Kebanyakan kerja (overworking) bisa bawa pengaruh buruk ke kesehatan. Berisiko kena hipertensi, jantung, diabetes, dan lain sebagainya. Kasus overworking ini sudah sering terjadi, contohnya di Jepang di bulan Maret 2016, mencatat ada 2000 pegawai yang suicide karena stres bekerja. Dan di indonesia sendiri, pernah geger pas tahun 2013 ada seorang copywriter salah satu perusahaan periklanan bernama Mita Diran, meninggal sehabis bekerja nonstop 30 jam.
Hustle culture juga memicu burnout. Ketika kita mengalami kelelahan bukan cuma fisik tapi juga mental akibat beban stres yang berlebihan, karena kewalahan memenuhi tuntutan pekerjaan yang gak pernah ada akhirnya.
Budaya hustle ini sebenarnya sudah ada sejak lama, tapi semakin nyata ketika zaman start up atau enterpreneurship mulai berkembang. Anak muda seolah terobsesi untuk menjadi CEO sukses kayak Steve Jobs atau Mark Zuckerberg. Elon Musk (CEO Tesla Motors) pernah nge-tweet kalau orang yang cuma kerja 40 jam seminggu, gak akan bisa mengubah dunia. Dia juga nambahin kalau kita mencintai apa yang kita kerjain, hal itu gak akan terasa seperti pekerjaan. Padahal pernyataan Elon Musk ini pada realitasnya gak berlaku untuk semua orang.
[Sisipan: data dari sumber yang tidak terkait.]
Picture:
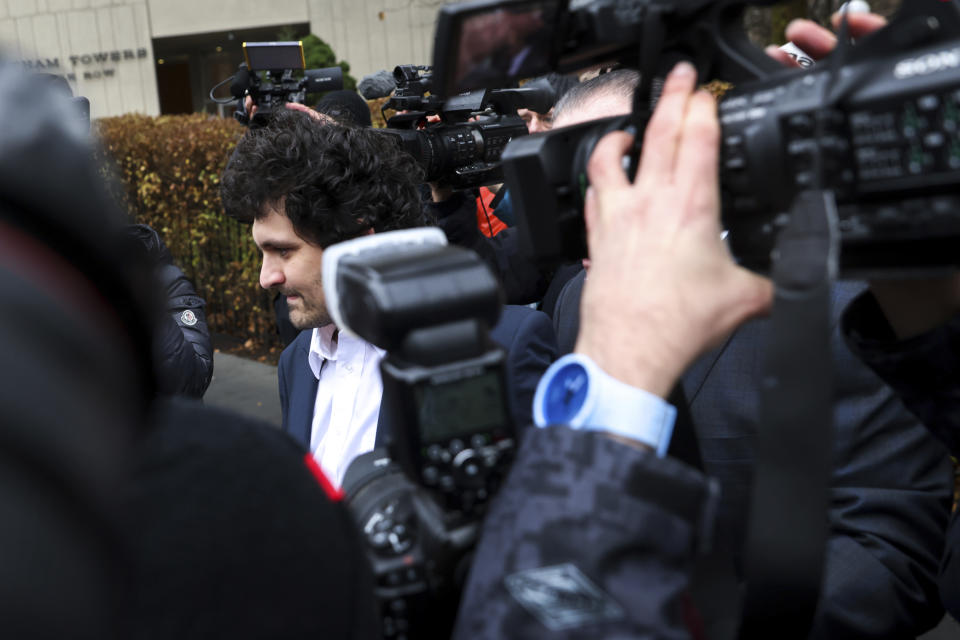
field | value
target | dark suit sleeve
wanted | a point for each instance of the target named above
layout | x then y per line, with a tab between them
530	350
890	485
923	371
890	503
588	538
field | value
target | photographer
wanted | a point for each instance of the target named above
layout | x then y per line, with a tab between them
584	525
182	349
907	332
890	483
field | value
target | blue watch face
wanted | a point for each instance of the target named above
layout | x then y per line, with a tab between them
566	394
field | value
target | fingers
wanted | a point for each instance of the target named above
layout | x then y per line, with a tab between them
815	40
699	152
860	24
605	168
316	115
663	131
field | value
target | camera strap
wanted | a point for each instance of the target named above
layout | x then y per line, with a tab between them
788	527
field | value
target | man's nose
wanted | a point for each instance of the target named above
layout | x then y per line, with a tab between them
271	275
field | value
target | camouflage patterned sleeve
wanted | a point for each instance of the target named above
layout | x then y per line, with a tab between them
588	538
924	371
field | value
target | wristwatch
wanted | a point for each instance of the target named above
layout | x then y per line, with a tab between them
575	392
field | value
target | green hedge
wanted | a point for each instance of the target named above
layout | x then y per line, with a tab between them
166	172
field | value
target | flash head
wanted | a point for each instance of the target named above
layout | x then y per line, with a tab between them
383	286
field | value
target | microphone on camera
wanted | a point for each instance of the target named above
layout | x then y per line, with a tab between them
379	84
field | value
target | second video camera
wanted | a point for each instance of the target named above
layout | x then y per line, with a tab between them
462	148
268	77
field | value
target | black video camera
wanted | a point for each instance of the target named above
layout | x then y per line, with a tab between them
419	503
463	149
875	124
267	76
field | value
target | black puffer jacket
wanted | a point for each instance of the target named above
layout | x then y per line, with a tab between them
183	355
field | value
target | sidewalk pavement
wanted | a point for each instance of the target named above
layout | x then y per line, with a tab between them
245	386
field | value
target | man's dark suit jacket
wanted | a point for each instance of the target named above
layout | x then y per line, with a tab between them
891	480
525	334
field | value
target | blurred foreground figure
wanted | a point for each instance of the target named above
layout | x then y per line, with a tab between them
194	543
77	377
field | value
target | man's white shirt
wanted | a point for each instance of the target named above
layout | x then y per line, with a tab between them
347	405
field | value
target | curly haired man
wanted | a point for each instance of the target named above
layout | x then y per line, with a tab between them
306	183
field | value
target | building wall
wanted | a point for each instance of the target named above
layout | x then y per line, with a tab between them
105	47
102	46
183	17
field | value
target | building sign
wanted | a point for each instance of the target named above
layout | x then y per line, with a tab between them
83	59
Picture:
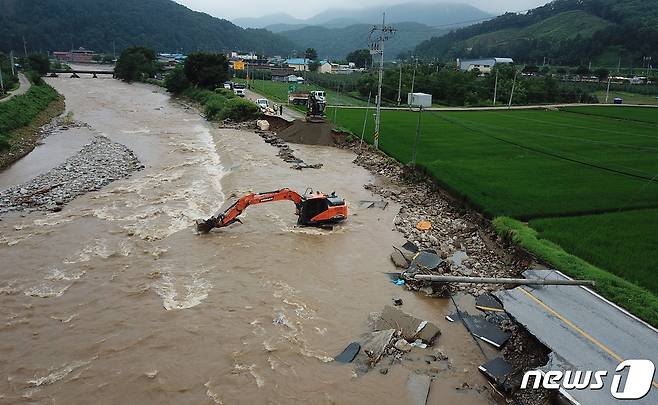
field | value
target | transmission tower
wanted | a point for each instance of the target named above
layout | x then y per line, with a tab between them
378	35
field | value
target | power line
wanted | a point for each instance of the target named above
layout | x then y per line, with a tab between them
377	37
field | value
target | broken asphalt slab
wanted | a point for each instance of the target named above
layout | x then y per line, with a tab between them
418	388
411	327
373	345
484	330
350	352
584	332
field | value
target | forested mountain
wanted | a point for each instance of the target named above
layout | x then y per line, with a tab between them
336	43
433	14
163	25
565	31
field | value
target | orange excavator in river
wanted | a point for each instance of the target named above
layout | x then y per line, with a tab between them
312	208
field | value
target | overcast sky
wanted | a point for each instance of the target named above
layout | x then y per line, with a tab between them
230	9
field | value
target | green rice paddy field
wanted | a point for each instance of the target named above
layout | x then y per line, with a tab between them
585	177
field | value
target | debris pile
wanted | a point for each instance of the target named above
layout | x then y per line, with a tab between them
518	350
429	219
244	125
395	334
286	153
309	133
94	166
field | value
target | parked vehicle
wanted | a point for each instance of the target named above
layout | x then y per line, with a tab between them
263	103
302	98
239	89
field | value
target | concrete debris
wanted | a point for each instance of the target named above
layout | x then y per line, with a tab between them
424	225
96	165
410	327
484	330
453	229
418	388
487	302
373	346
350	352
403	346
373	204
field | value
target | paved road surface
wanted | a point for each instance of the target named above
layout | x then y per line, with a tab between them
503	107
289	114
22	89
584	331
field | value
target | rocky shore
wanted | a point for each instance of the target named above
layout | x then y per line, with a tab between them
97	164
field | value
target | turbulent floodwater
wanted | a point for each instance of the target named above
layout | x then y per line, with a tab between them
116	300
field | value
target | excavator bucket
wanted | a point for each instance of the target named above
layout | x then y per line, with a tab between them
203	226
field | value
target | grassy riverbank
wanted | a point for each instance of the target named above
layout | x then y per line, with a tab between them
584	178
22	116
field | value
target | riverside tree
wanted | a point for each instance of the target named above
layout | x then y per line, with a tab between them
136	63
207	70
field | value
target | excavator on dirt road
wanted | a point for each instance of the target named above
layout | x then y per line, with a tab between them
312	209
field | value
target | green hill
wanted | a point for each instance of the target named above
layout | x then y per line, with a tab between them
565	31
335	43
164	25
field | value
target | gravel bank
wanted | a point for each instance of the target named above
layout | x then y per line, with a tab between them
97	164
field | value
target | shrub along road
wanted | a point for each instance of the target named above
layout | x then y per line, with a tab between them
541	164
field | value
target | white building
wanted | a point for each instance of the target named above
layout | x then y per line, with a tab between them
483	65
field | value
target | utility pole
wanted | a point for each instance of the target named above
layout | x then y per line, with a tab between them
413	155
512	93
413	79
365	121
376	39
496	87
400	86
11	60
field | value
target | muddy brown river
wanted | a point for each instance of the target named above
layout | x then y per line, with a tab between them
115	299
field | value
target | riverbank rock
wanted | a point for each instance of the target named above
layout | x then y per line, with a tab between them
96	165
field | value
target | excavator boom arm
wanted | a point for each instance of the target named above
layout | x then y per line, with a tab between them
230	215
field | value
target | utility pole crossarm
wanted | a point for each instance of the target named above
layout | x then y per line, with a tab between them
378	35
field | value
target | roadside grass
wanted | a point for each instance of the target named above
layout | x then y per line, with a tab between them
21	110
525	164
622	243
629	98
633	298
278	91
535	164
222	104
639	114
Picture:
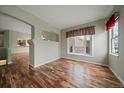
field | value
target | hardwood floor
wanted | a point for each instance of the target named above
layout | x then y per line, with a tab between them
61	73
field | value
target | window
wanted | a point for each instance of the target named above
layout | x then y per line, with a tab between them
114	39
80	45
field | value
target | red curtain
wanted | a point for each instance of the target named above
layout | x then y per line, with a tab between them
110	23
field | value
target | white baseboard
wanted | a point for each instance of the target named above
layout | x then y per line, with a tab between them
46	62
86	61
10	62
116	75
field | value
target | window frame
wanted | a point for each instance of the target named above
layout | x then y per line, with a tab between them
81	54
111	38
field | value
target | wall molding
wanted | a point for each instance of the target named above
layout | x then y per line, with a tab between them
116	75
85	61
81	61
49	61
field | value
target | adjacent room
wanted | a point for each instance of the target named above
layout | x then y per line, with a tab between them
61	46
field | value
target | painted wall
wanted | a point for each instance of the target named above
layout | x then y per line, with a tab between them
99	43
13	37
42	51
117	62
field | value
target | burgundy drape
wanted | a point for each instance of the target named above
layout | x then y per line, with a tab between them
111	22
82	31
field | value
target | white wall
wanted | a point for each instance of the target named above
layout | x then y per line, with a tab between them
99	44
117	62
41	49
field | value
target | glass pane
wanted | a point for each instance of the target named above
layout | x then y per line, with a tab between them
80	44
115	30
115	46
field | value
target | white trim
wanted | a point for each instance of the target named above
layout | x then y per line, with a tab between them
116	75
46	62
80	54
86	61
10	62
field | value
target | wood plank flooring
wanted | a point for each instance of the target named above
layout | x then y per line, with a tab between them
62	73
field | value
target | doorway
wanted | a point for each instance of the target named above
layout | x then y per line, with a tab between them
15	36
SUKSES ITU GAK SEPENUHNYA MURNI KARENA KERJA KERAS DAN BAKAT AJA
Di artikelnya, BBC pernah menulis berdasarkan tweet dari penulis UK, Kate Lister. Intinya, kerja keras gak akan ada banyak artinya bila gak ada orang yang bsia menghargai hal tersebut. Menghargai di sini maksudnya adalah dalam bentuk promosi jabatan untuk naikin status atau rewards di perusahaan.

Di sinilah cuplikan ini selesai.